1 is a programming device, 3 is a control unit (identifier giving means, transmission means), 3b is a conversion processing unit (area allocating means, conversion means), 3c is a simulator (simulation means, writing judgment simulation means), 5 is a programmable controller , 7 indicate a communication interface (transmitting means), and 14b indicates an execution determining unit (writing determining means).

Claims (7)

[Claims] 1. An identification name assigning means for assigning an identification name to a data area used in a user program of a programmable controller, and when the use of the data area with the identification name is declared in the user program.
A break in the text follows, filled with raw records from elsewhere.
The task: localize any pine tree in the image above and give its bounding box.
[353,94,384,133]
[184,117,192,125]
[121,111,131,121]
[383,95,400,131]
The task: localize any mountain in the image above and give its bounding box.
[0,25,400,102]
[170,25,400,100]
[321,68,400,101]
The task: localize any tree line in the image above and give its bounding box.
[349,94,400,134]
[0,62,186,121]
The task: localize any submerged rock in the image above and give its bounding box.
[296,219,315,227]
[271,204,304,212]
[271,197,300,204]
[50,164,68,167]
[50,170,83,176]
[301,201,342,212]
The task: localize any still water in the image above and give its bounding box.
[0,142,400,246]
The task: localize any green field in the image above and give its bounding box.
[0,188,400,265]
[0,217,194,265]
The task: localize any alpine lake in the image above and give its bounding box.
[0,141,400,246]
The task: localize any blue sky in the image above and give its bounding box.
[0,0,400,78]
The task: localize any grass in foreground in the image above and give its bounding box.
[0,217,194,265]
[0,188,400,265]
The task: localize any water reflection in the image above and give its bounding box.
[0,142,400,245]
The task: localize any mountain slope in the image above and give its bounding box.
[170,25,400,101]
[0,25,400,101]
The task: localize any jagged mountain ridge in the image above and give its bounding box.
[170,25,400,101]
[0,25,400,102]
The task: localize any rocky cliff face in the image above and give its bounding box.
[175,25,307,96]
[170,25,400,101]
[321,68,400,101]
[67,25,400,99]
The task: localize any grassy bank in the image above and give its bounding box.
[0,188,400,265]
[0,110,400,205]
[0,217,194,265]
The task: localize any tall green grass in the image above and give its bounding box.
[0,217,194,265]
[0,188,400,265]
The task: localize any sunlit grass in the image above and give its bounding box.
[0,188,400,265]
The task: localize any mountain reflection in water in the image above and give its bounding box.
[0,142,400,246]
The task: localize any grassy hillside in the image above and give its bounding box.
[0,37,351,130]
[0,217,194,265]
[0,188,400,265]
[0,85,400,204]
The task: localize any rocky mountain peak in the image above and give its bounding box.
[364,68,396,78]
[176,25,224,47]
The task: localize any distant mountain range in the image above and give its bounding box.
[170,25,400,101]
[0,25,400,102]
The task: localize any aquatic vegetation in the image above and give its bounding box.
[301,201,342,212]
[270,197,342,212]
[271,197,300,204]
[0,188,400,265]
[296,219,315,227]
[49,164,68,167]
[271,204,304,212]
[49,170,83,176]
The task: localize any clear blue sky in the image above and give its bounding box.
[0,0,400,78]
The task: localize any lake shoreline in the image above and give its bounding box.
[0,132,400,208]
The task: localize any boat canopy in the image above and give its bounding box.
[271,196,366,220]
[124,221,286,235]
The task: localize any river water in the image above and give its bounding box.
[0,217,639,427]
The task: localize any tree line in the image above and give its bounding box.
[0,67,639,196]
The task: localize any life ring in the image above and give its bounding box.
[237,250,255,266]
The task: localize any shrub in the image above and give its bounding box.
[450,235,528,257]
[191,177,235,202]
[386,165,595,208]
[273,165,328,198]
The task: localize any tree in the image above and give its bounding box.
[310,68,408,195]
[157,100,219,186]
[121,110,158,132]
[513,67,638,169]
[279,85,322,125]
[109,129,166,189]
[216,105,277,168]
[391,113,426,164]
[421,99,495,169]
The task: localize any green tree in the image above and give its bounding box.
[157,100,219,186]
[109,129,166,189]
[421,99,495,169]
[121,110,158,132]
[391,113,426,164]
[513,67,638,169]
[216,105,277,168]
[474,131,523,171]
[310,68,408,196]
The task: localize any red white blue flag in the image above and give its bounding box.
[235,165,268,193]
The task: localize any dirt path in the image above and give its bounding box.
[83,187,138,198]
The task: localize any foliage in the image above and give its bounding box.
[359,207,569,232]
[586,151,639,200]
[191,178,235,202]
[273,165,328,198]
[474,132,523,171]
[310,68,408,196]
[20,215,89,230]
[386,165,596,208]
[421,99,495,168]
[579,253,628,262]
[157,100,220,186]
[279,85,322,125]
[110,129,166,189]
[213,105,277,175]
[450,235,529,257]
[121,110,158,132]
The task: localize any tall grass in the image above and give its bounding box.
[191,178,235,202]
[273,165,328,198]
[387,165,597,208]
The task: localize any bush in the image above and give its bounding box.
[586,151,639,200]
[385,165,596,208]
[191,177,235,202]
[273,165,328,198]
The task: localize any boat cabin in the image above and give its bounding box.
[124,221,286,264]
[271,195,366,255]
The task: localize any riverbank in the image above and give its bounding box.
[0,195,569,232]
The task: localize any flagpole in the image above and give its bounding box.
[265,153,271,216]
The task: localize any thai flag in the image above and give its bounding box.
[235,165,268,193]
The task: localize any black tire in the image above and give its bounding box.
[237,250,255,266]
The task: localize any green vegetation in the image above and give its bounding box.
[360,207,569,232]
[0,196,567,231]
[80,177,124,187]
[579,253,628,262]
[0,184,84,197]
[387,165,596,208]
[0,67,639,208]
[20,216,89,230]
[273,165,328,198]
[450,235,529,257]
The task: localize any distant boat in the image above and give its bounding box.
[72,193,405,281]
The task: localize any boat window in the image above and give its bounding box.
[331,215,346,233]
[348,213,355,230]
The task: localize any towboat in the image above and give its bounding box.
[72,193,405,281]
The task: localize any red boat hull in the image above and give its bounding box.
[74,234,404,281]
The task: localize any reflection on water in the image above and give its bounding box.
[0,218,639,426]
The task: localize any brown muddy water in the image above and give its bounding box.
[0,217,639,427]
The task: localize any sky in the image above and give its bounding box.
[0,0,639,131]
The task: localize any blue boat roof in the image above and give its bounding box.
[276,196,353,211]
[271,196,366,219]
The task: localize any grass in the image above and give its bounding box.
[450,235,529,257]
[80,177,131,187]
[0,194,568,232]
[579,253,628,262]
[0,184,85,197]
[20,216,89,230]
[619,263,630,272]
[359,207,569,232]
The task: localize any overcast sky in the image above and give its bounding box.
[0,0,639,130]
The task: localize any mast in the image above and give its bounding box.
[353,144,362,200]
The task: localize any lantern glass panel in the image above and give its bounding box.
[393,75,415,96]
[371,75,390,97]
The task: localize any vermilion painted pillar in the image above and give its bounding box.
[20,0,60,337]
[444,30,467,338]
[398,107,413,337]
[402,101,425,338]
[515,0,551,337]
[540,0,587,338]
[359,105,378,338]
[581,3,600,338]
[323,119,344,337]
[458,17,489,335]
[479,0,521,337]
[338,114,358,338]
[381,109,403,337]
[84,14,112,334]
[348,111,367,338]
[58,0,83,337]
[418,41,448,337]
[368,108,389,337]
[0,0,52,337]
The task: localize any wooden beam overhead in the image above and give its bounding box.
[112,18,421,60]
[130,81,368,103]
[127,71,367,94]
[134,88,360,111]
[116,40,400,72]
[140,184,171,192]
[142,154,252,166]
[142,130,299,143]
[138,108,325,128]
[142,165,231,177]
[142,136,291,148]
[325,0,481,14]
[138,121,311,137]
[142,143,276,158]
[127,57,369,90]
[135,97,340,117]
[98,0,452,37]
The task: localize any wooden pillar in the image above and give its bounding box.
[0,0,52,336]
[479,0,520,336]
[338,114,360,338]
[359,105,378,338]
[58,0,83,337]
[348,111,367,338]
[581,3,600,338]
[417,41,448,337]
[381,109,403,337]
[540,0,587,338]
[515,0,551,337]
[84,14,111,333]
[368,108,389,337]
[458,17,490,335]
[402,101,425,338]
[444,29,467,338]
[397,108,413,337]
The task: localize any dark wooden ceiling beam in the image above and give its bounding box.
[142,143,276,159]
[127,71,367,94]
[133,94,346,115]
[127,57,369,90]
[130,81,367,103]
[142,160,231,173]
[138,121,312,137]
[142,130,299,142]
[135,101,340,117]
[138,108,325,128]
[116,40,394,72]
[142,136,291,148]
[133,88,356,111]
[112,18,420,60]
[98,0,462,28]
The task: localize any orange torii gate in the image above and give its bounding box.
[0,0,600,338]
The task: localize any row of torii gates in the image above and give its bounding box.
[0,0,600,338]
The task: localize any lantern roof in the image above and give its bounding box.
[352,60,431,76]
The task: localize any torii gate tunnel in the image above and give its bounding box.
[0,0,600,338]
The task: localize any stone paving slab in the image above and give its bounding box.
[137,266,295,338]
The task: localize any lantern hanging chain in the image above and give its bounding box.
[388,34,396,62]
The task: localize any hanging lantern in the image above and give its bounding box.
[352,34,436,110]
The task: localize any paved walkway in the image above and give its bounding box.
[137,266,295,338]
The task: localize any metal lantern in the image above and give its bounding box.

Area allocation means for allocating the data area to a part of the memory area of the programmable controller with a predetermined capacity, and enabling the data area to be accessed only from the user program via the identification name. A programming device for a programmable controller, comprising: 2. The method according to claim 1, wherein the identification name assigning means is capable of designating a data word length and a data number of the data area when assigning the identification name. 2. The programming device according to claim 1, wherein when a word length and the number of data are designated, the capacity of the data area is determined based on the data word length and the number of data. 3. An identification name assigned by the identification name assigning means, wherein a number of data for accessing a corresponding data area can be designated as a parameter in a user program. Or 2
A programming device for a programmable controller as described. 4. When converting the user program into a format executable by a target programmable controller, if the identification name is described in any step in the user program, the identification name is 4. The programming device for a programmable controller according to claim 1, further comprising a conversion unit that sets an identification flag indicating that the program is being used in the step. 5. A simulation means capable of simulating an execution state of a user program converted into a form executable by a programmable controller, and writing the simulation program when simulating the execution state of the user program. When the identification flag is set in the step of executing the instruction,
If a comparison is made between the writable capacity of the data area to which the identification name is assigned and the write capacity specified for the data area, and execution of the write command determines that the data area is exceeded, an error will occur. 5. The programming device for a programmable controller according to claim 4, further comprising a write determination simulation means for outputting a message. 6. The data area information on the data area allocated by the area allocation means,
The programming device for a programmable controller according to claim 3, further comprising a transmission unit configured to transmit the user program converted to an executable format to the programmable controller. 7. When the identification flag is set in a step of executing a write instruction at the time of executing a user program converted into an executable form by the programming device of the programmable controller according to claim 6, the data area is set. By referring to the information, the writable capacity of the data area with the identification name specified by the operand of the step is compared with the write capacity specified for the data area, and the write A programmable controller, comprising: a write determination unit that sets an error flag indicating a write error in an execution status register of a CPU when it is determined that the data area is exceeded when an instruction is executed.